Sant’Antonio Abate, benedetti i cani e gatti del canile di Terracina

Una giornata di festa in piazza Garibaldi con la benedizione di don Luigi Venditti per gli animali e le loro famiglie.

Sant’Antonio Abate, benedetti i cani e gatti del canile di Terracina

Una giornata di grande significato per il canile comunale di Terracina. Ieri mattina, in occasione della festività di Sant’Antonio Abate, don Luigi Venditti, parroco della Chiesa SS Salvatore, ha visitato il canile di via delle Industrie per impartire la benedizione a tutti i cani e gatti presenti. Alla cerimonia hanno partecipato anche il Sindaco di Terracina, Francesco Giannetti, e l’Assessore alla Tutela degli Animali, Nicoletta Rossi.

È il secondo anno consecutivo che don Luigi offre questa benedizione, mantenendo le porte del canile aperte per tutti coloro che desideravano partecipare e conoscere gli amici a quattro zampe.

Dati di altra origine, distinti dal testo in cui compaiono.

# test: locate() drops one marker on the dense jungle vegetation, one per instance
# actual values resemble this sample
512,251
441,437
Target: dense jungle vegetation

Dichiarazioni del Sindaco e dell’Assessore

«Si è trattato di una cerimonia semplice ma ricca di significato, finalizzata a sensibilizzare sull’importanza del rispetto e della cura degli animali, in particolare quelli più vulnerabili e in cerca di una famiglia. Gli animali sono i più fedeli compagni dell’uomo, come ha sottolineato don Luigi, e lo ringraziamo per la sua disponibilità e sensibilità. Questa iniziativa continua a promuovere un messaggio di sensibilizzazione per le adozioni, un atto d’amore e responsabilità che può cambiare la vita di molti animali e arricchire quella di chi decide di accoglierli», hanno dichiarato il Sindaco Francesco Giannetti e l’Assessore Nicoletta Rossi.

Nel pomeriggio, si è svolta la tradizionale benedizione aperta a tutti gli animali presenti in piazza Garibaldi insieme alle loro famiglie, riscontrando una grande partecipazione da parte dei cittadini con i loro amici a quattro zampe.

«È incoraggiante vedere così tanta partecipazione – ha commentato il Sindaco Giannetti – I social media sono spesso utilizzati in modo inadeguato, per critiche poco costruttive. Dovremmo imparare a sfruttarli per promuovere cause positive, come la ricerca di famiglie per i cani e i gatti meno fortunati nel canile».